The so-called Munday-Coley Organization used phony vacation flights, with hired passengers, to mask a scheme for hauling up to 60,000 pounds of cocaine in a four-year period, the officials said.
Thirty individuals have been indicted. Thirteen were arrested Wednesday, as 115 federal agents fanned out across South Florida to make the arrests. Eight others, including alleged kingpin James C. Coley, were already in custody. Michael O. Munday remains a fugitive.
“This was the largest transportation network used by the Medellin Cartel between 1982 and 1986,” said Bill Perry, acting special agent in charge of the Miami FBI office.
That cartel, based in Colombia, is believed to be the supplier of 80% of the cocaine consumed in the United States, earning an estimated $8 billion a year.
The Munday-Coley Organization did not sell drugs but merely acted as an express smuggling service--the largest of several--for the suppliers. It was paid about $90 million by the cartel, officials said.
Its method of operations, according to the indictment, was to arrange flights from the United States to the Bahamas. It appeared to be a legitimate charter service. Women, referred to as “cover girls,” were paid to act as passengers.
After dropping off the supposed vacationers, the planes continued to clandestine airstrips in Colombia to pick up loads of cocaine and marijuana.

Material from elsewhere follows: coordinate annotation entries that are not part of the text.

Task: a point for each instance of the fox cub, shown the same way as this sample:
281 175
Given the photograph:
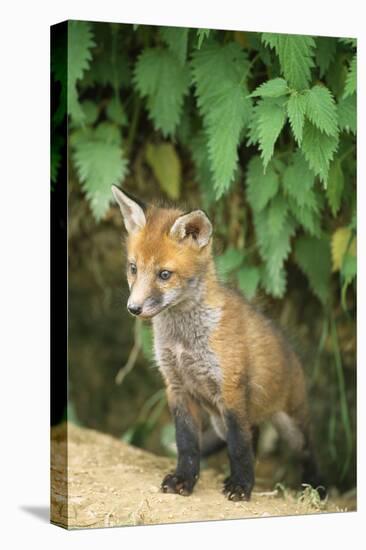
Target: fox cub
214 350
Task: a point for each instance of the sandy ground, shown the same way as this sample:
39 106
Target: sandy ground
99 481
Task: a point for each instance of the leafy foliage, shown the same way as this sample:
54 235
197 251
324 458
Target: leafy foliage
282 141
296 108
296 57
156 71
258 129
321 110
219 74
99 162
318 272
351 82
80 43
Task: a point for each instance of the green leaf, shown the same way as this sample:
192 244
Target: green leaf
165 164
349 269
272 88
99 165
203 168
296 53
274 249
202 34
318 149
228 262
306 216
248 280
296 107
313 257
91 111
298 181
164 82
347 115
348 42
177 40
80 44
55 163
275 286
277 213
351 79
321 110
116 113
325 53
271 115
219 74
261 187
335 186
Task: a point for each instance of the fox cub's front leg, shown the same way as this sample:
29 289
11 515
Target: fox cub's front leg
239 484
187 430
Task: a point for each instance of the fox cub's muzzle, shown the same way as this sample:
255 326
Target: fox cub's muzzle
134 310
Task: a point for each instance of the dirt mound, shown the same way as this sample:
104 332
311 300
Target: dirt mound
99 481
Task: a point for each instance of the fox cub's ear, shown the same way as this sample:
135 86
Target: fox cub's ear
195 225
132 212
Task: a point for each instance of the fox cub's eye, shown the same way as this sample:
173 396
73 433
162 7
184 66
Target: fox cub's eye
165 274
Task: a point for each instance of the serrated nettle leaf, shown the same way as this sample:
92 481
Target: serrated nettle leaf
296 53
318 149
177 40
347 115
335 186
307 216
202 34
199 152
274 248
274 285
80 43
349 269
90 110
261 187
164 82
343 244
296 107
248 280
277 213
351 79
55 164
108 132
321 110
272 88
325 53
165 164
99 165
116 112
229 261
271 119
270 39
298 181
352 42
313 257
219 73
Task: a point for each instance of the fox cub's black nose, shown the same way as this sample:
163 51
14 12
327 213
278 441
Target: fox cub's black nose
135 310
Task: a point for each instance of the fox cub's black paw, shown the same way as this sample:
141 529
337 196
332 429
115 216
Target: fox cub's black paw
235 489
175 483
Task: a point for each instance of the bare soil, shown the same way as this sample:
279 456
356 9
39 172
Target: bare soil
99 481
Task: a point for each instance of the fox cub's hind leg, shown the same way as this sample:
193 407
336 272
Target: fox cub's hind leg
187 430
239 484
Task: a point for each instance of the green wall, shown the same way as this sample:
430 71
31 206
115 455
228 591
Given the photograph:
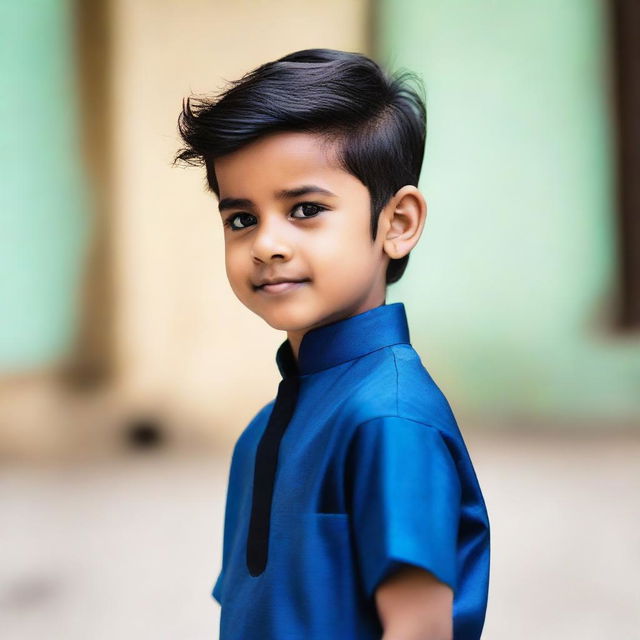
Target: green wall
42 200
511 288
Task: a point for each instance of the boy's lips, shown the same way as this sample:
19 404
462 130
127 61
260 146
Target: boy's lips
281 286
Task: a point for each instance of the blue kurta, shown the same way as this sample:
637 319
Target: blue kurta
371 472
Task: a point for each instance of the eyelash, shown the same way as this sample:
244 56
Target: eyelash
227 222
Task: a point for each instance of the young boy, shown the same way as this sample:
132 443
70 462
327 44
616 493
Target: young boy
353 510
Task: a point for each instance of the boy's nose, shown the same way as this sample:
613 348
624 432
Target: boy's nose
271 241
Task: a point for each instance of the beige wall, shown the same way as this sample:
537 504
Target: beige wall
187 347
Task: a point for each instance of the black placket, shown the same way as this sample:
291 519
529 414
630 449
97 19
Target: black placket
265 469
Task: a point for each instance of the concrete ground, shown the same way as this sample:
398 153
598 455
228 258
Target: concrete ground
129 548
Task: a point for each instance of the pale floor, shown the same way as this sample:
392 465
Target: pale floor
130 548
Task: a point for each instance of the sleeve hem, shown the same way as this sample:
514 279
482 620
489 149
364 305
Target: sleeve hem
397 562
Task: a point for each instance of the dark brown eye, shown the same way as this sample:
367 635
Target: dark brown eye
315 209
231 218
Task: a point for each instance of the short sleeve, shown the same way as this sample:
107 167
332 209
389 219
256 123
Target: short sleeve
403 493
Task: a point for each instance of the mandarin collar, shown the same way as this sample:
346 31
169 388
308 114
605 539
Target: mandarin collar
344 340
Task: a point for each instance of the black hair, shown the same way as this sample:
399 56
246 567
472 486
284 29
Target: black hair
377 120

The drug shipments were then dumped at drop points in waters off the Bahamas, where they were recovered by boat crews. The boats proceeded to the American shore.
“We are talking about mega-sophistication . . . " said Michael Sheehan, spokesman for U.S. Customs in Miami. “They used an unbelievable array of equipment. They had their own radio room where they would listen to and scan all our radios.
“They used night-vision goggles, radar detecting . . . and their own radio-scrambling devices so we couldn’t hear them. They had lookouts on Miami Beach and a fleet of boats to work with.”
Customs agents became aware of the scheme in 1984. “They lost a load and they got (angry), understandable if you lose a ton of cocaine,” Sheehan said.
“So they decided (to) get some beacons made. These beacons emit a high-pitched radio signal and an infrared flashing light that can be seen with special goggles.
“They go to make the beacons and they talk to a guy who no sooner hangs up the phone with them, then he goes and calls us and says, ‘Yo, I’ve got something here.’
Stalled for Time
“See, they didn’t know that this technician--let’s call him that--had worked with us before . . . . We held them up by having him ask for $25,000 apiece, then stalling for time.
“Eventually, they got two beacons, which they were able to test in a lake . . . but that’s as far as they got before we busted them.”
The investigation was code-named Operation Beacon, and agents made the initial arrests in the summer of 1986, when Coley was arrested in a raid near Lakeland, Fla.
At that time, Munday held agents at bay by opening the gas tank of a cocaine-laden plane and pointing a flare gun at several 55-gallon gasoline drums nearby.
It was a “standoff,” federal agents said, and Munday escaped.